Shares of Palantir slipped 1.7% to $111.38 on a broadly green day for markets after France's prime minister announced that the country's domestic intelligence agency, the DGSI, will replace Palantir's data-analytics software with a platform built by French startup ChapsVision. The move ends a partnership that began in the aftermath of the November 2015 Paris terror attacks and lands just weeks after a string of similar setbacks across Europe, raising a pointed question: how durable is Palantir's international government business?
Two of Europe's Biggest Economies Said No in the Same Month. Germany's domestic intelligence agency, the BfV, chose ChapsVision over Palantir last month , and Germany's Chief of Cyber and Information Domain Services announced the country would not hand over its intelligence data to outside parties, including Palantir . France's decision creates a cross-border template. The pattern repositions sovereign architecture from a preference to a procurement criterion across Europe's two largest economies .
The Revenue Hit Is Small, but the Signal Is Loud. Palantir confirmed its long-term DGSI contract, renewed at the end of 2025 for several years, remains fully in force , and the transition should take place gradually until 2028 . Against Q1 2026 quarterly revenue of $1.63 billion — up 85% year-over-year — one French intelligence contract is financially trivial. But the real risk is precedent: London's mayor also blocked a proposed £50 million Palantir contract with the city's police force , citing procurement concerns. Each lost deal emboldens the next government buyer to look elsewhere.
Palantir's U.S. Growth Engine Masks European Headwinds. Palantir derives 55% of its revenue from government clients . The company's growth story is overwhelmingly American — U.S. revenue grew 104% year-over-year to $1.28 billion in Q1 . Europe, however, is moving in the opposite direction.
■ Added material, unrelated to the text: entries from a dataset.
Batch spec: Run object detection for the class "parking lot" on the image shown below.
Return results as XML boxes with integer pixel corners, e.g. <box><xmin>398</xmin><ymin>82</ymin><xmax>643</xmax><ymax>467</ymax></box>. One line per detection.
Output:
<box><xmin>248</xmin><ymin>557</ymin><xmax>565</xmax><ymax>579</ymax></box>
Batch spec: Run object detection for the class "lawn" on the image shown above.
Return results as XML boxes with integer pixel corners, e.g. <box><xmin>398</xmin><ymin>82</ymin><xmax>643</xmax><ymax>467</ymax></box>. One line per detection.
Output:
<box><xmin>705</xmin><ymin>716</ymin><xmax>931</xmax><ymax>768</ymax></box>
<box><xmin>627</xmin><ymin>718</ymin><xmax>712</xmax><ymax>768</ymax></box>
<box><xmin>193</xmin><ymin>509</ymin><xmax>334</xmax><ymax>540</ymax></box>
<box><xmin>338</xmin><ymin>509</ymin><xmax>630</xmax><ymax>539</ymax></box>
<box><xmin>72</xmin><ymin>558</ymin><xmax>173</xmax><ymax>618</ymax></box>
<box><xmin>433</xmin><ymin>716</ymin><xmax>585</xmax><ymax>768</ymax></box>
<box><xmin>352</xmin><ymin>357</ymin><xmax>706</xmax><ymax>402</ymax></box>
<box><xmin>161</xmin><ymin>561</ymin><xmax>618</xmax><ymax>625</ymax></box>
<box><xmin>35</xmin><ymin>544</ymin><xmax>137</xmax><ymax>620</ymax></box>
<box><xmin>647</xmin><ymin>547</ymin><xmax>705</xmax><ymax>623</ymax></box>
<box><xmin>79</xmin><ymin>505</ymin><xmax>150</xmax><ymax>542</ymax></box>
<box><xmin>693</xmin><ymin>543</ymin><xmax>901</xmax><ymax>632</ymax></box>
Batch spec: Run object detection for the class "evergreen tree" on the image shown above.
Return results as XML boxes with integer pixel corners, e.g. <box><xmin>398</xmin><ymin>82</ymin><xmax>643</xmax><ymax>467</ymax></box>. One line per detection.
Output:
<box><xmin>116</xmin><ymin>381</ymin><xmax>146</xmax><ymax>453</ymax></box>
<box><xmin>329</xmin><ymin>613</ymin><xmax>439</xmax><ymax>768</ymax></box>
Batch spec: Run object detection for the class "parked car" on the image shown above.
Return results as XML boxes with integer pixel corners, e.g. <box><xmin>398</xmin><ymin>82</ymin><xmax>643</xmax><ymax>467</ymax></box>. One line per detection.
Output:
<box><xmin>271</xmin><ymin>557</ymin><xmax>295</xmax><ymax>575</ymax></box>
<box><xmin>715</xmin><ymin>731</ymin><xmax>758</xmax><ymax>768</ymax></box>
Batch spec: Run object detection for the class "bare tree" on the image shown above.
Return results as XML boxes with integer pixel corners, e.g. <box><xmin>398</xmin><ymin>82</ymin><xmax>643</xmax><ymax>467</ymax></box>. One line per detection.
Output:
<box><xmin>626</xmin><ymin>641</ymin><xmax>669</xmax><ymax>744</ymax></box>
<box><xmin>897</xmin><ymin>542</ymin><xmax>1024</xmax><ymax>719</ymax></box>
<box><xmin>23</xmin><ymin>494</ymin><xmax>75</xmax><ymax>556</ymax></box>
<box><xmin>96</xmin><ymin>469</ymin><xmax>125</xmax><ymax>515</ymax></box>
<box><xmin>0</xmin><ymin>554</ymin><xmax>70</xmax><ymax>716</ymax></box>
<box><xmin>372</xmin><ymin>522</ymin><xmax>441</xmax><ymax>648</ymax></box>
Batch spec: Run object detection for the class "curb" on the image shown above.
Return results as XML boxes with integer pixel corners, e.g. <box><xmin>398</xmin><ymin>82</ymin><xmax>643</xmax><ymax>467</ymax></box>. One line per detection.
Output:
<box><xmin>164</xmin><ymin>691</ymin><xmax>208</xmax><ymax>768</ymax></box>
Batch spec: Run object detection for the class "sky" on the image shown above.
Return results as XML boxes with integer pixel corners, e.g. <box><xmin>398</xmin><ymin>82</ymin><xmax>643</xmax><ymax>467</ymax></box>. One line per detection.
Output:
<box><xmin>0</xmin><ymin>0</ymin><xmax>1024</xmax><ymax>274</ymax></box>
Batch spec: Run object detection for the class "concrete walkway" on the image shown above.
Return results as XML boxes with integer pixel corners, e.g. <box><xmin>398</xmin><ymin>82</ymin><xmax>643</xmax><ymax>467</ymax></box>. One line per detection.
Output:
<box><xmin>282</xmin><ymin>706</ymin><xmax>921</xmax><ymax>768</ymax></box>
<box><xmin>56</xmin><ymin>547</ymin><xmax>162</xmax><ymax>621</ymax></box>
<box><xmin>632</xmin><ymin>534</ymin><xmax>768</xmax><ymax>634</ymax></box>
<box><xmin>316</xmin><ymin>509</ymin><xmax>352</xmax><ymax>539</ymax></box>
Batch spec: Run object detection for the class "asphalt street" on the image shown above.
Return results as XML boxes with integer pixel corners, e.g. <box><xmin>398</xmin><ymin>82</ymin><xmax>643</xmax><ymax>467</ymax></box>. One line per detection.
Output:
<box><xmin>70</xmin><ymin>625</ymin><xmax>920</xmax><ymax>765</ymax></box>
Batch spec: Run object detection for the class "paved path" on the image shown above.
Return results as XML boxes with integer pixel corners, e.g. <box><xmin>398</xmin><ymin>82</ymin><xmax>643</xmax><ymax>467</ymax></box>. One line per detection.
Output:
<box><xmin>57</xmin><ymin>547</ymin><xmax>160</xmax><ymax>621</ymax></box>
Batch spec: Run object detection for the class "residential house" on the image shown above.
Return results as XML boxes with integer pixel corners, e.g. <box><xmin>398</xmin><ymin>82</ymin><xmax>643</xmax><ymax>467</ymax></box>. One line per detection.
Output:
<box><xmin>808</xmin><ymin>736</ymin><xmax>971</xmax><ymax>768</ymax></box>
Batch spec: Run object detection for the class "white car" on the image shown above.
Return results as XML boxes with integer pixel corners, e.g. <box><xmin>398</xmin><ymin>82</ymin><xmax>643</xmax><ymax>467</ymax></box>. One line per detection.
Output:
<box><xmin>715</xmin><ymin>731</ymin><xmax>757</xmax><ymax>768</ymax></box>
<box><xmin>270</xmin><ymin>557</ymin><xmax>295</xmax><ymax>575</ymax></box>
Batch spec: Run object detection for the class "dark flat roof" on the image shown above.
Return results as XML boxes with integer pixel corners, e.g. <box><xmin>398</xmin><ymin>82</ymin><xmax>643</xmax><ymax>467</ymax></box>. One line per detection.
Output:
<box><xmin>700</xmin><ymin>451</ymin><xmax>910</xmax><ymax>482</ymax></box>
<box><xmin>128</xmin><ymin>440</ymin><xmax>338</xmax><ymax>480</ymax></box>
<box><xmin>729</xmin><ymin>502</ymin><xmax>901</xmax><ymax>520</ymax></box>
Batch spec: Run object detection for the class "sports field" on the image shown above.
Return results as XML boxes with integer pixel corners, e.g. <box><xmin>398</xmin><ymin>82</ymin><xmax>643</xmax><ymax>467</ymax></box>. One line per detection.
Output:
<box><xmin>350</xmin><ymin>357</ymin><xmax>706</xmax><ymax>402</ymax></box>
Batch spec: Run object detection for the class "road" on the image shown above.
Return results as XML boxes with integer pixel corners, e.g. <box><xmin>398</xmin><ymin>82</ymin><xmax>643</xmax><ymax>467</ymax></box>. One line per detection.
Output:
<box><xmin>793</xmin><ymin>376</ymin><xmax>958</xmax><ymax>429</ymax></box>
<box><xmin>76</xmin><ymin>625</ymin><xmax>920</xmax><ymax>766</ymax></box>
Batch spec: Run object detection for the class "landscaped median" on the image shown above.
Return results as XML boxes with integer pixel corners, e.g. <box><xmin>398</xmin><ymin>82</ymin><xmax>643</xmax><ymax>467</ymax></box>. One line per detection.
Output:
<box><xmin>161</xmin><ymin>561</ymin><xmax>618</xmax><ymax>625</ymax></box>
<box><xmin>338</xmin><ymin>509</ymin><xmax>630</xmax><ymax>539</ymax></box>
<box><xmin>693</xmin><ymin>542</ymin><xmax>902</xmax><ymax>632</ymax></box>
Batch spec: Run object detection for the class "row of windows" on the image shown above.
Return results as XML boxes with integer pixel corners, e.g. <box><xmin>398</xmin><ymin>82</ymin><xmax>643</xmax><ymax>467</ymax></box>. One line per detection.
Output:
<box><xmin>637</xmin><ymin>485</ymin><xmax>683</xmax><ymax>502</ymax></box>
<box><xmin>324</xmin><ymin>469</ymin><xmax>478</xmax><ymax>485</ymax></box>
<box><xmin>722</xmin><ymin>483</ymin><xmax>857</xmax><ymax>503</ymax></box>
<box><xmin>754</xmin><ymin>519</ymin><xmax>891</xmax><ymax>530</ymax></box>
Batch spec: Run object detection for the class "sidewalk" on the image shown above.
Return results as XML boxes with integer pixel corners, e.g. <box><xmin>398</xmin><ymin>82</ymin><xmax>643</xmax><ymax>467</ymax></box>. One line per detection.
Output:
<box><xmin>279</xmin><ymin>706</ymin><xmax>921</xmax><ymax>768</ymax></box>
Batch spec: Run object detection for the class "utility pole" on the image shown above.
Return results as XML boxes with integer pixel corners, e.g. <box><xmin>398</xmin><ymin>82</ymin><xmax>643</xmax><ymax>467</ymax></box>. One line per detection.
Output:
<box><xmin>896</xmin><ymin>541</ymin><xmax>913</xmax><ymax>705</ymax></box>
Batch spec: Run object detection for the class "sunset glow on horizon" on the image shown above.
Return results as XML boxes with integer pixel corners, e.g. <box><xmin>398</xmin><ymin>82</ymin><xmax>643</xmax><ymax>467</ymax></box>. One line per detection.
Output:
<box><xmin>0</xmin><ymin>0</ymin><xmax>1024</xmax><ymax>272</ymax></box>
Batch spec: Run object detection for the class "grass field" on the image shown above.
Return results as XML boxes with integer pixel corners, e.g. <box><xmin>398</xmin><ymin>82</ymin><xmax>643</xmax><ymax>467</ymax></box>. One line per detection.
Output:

CEO Alex Karp's close relationship with the Trump administration and his manifesto espousing American military supremacy have panicked some European leaders . If the sovereignty wave spreads beyond intelligence agencies into healthcare or defense ministries, the erosion becomes material.
The Bottom Line. Today's selloff is modest, and Palantir's U.S. business remains a juggernaut. But investors paying more than 60 times forward sales should watch whether France and Germany's spy-agency decisions become the template for a continent-wide procurement shift — because that is a risk no earnings beat can offset.